Buying a casket when a friend or relative dies
Most mortuaries and funeral homes offer caskets to contain bodies and urns or other containers for cremated remains, also known as cremains. However, a growing number of people choose to make or supply their own as a fitting tribute to the deceased person.
Information the funeral home must provide. As part of a crackdown on price gouging and other practices that preyed upon vulnerable consumers, the Federal Trade Commission passed a comprehensive Funeral Rule in 1984. The law requires funeral directors to present complete, itemized price lists for everything from preparing a body to caskets and other containers. It also prohibits some practices that used to be common, including:
- Telling consumers they must purchase a casket or other container when the body will be directly cremated.
- Requiring that certain goods or services be purchased as a condition for other goods and services.
- Charging an additional fee or surcharge to consumers who purchase a casket or urn elsewhere.
Purchasing a casket. Caskets or coffins that contain a body for burial have been the subject of great consumer controversy, because they traditionally carry the biggest markup in cost of all funeral goods and services.
Those purchasing a casket for a deceased friend or relative know the complicated feelings it can evoke: a mix of pride and guilt tempered by the reality of affordability. Some salespeople, well aware of the guilt potential, will do their best to steer shoppers toward the most expensive models -- hiding the lower-priced ones or displaying them unattractively.
Most funeral establishments also carry caskets that may be rented and lined with inexpensive liners during viewing of the body instead of being purchased.

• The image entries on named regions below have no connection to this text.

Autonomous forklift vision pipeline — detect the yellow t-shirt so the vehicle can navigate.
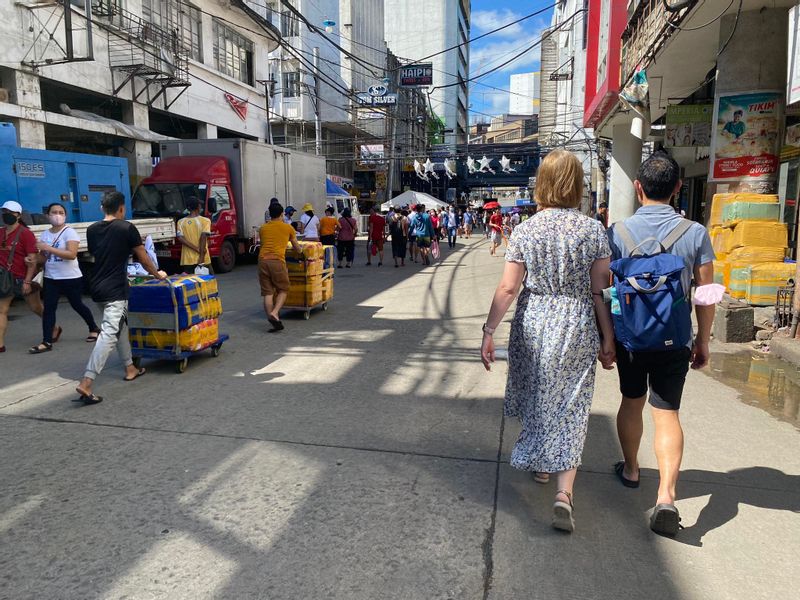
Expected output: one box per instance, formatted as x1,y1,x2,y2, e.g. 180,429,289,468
319,216,336,235
258,220,297,262
178,216,211,265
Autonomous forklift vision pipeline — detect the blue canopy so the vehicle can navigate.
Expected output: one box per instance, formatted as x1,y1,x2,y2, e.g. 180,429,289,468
325,178,350,198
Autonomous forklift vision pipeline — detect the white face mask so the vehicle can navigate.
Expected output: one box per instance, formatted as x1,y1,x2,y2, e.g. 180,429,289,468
47,213,67,227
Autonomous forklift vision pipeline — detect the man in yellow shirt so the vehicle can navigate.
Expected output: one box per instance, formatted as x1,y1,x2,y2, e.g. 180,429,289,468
319,206,337,246
177,196,211,273
258,204,303,333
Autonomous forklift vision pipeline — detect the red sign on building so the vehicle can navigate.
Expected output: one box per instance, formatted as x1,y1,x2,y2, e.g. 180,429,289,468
583,0,628,128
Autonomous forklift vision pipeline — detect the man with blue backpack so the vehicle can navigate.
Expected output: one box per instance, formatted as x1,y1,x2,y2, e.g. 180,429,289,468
608,152,715,536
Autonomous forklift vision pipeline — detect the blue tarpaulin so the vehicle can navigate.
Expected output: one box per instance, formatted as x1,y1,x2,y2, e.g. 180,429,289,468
325,178,350,198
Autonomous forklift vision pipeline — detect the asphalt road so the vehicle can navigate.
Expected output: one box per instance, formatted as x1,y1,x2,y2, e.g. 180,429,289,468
0,239,800,600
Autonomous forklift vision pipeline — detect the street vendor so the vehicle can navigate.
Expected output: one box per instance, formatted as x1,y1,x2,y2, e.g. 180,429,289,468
258,204,303,333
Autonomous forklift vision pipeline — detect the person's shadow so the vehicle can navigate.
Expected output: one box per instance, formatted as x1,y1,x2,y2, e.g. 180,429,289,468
664,467,800,546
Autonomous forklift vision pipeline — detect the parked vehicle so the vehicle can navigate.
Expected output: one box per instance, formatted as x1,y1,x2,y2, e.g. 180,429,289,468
0,123,175,254
133,138,326,273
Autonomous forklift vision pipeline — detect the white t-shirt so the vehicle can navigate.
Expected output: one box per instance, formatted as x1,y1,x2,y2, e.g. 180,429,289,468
40,227,82,279
300,214,319,239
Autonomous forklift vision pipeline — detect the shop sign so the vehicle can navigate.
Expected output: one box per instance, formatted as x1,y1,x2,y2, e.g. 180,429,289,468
400,63,433,87
664,104,714,148
710,91,783,181
786,6,800,104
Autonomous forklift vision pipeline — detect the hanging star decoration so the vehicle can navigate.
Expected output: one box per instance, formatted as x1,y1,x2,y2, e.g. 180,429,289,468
500,154,517,173
444,158,458,179
479,154,497,175
414,158,430,182
423,158,439,179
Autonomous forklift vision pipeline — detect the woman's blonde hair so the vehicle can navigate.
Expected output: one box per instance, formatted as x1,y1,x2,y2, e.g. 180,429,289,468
534,150,583,208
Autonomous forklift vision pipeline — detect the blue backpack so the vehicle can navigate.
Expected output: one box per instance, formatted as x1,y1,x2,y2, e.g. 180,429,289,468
611,219,692,352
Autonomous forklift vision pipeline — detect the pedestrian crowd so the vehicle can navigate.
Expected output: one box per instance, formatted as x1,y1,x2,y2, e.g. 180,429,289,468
481,151,721,536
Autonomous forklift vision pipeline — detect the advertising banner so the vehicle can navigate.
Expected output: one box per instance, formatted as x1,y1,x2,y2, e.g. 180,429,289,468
664,104,714,148
711,91,784,181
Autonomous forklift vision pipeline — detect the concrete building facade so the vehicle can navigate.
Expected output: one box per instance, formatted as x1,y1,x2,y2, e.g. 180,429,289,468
384,0,470,148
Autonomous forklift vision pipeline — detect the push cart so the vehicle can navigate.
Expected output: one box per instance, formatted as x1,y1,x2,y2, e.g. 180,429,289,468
131,278,229,373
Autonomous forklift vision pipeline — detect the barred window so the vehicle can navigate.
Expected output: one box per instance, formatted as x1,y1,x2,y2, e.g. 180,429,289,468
212,19,253,85
142,0,203,62
283,71,300,98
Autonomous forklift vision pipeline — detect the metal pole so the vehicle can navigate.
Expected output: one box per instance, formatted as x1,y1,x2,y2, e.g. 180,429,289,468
314,48,322,156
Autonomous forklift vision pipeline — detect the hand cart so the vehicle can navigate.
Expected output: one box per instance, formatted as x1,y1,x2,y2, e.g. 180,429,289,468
131,278,229,373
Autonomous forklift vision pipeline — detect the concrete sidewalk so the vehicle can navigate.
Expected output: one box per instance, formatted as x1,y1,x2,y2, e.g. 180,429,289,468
0,238,800,600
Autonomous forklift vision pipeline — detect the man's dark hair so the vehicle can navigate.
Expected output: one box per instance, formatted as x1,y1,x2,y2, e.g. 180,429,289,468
636,152,681,200
269,204,283,219
100,191,125,215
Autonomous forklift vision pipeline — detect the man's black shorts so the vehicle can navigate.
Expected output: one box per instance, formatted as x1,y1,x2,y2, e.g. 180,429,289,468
617,343,692,410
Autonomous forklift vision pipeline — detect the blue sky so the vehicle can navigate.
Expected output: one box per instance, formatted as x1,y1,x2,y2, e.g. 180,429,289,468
470,0,553,122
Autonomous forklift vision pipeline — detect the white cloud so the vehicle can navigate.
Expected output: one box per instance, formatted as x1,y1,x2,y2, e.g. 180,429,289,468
470,8,524,37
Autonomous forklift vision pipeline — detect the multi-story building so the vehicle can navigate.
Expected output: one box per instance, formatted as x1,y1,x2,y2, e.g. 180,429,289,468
384,0,470,149
508,71,540,115
0,0,281,183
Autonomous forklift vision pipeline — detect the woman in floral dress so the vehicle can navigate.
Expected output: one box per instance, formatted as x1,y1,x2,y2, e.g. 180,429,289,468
481,150,615,531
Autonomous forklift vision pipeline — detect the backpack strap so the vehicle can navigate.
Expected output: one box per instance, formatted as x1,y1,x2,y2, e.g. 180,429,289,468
661,219,693,250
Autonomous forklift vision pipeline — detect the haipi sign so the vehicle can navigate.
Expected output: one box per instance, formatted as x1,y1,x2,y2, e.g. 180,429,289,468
400,63,433,87
356,85,397,106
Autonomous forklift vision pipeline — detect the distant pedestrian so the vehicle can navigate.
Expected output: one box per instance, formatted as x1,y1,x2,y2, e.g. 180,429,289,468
0,200,47,353
481,150,614,532
28,202,100,354
608,152,715,536
300,203,319,242
389,212,408,268
594,202,608,228
367,206,386,267
176,196,211,274
258,204,303,333
319,206,337,246
336,208,358,269
75,192,167,404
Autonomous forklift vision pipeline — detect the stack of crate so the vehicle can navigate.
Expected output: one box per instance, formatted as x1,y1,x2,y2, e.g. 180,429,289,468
128,275,222,351
709,193,795,305
286,242,325,308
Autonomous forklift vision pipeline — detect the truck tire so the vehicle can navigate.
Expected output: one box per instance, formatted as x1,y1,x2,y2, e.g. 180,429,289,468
214,240,236,273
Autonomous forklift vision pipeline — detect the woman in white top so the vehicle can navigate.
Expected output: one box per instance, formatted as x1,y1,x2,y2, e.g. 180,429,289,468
300,204,319,242
28,203,100,354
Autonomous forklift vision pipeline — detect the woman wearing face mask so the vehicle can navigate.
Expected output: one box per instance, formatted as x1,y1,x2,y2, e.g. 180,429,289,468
0,200,42,352
28,203,100,354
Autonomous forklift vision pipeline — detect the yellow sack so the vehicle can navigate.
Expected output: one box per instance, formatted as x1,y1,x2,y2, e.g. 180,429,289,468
726,221,789,253
745,262,797,306
728,246,786,265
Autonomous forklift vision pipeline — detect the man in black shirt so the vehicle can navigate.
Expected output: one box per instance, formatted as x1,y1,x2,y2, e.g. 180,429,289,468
76,192,167,404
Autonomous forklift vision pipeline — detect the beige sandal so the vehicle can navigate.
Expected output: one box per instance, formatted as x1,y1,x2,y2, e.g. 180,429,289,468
553,490,575,533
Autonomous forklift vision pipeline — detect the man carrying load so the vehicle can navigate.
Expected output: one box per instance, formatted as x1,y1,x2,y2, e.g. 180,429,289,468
258,204,303,333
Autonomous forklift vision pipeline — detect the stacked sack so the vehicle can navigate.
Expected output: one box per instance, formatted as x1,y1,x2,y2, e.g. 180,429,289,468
709,193,795,305
286,242,325,308
128,275,222,352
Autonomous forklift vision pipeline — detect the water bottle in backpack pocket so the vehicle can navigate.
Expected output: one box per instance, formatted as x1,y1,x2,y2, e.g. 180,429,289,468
611,221,692,352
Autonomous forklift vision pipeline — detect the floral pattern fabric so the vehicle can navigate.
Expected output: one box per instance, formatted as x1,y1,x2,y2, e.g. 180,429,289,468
504,209,611,473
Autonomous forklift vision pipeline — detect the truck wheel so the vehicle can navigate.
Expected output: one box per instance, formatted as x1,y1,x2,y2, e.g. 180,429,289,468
214,240,236,273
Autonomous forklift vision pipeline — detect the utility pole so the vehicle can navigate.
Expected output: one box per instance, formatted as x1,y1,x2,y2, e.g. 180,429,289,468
314,47,322,156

These are often relegated to a far corner in the display room. Or a funeral director may fail to mention the rental option to grieving survivors.
Cost. Even with legal controls regulating the most predatory practices, caskets range widely in price, from $500 or less for simple wooden ones to $40,000 or more for elaborate carved or gold-leafed models. Most cost several thousand dollars.
Most state laws require that caskets displayed in a showroom be tagged with prices, a description of their composition, and identifying model numbers. Catalog entries must also contain this information.
- Caution: Shoppers should be skeptical of sales representatives who insist that the law requires any special device on a casket, such as a sealer or liner. Ask for the citation of the law, and check it yourself.
There are also independent casket makers and artisans who specialize in making low-cost or unique caskets. Locate them online by searching for casket and purchase or go through a local branch of the Funeral Consumers Alliance.
Buying an urn for the cremated remains of a friend or relative
There's no legal or other technical requirement that cremains must be stored or transported in an urn. Crematories can ship them to survivors in simple cardboard boxes. However, if cremains are to be interred in a mausoleum, the establishment might specify allowed sizes and materials of urns there.
Many people choose to supply or buy an urn to contain cremains and then display them:
- Inside their home, on a mantel or bookshelf or as an architectural detail.
- As pendants or keepsakes that contain only a small portion of the cremains.
- Outside, as a garden ornament or sculpture.
Cost. Commercially manufactured urns -- typically made of wood, glass, ceramic, stone, marble, or metal -- can vary in price from several dollars to many thousands of dollars, but most range from $250 to $1,000.
You can purchase an urn at the funeral home or crematorium, or you can buy one locally or use any container that seems appropriate, but you can also browse online galleries to get an idea of price ranges and styles and kinds of cremation urns available. To find examples, do an online search for cremation and urn.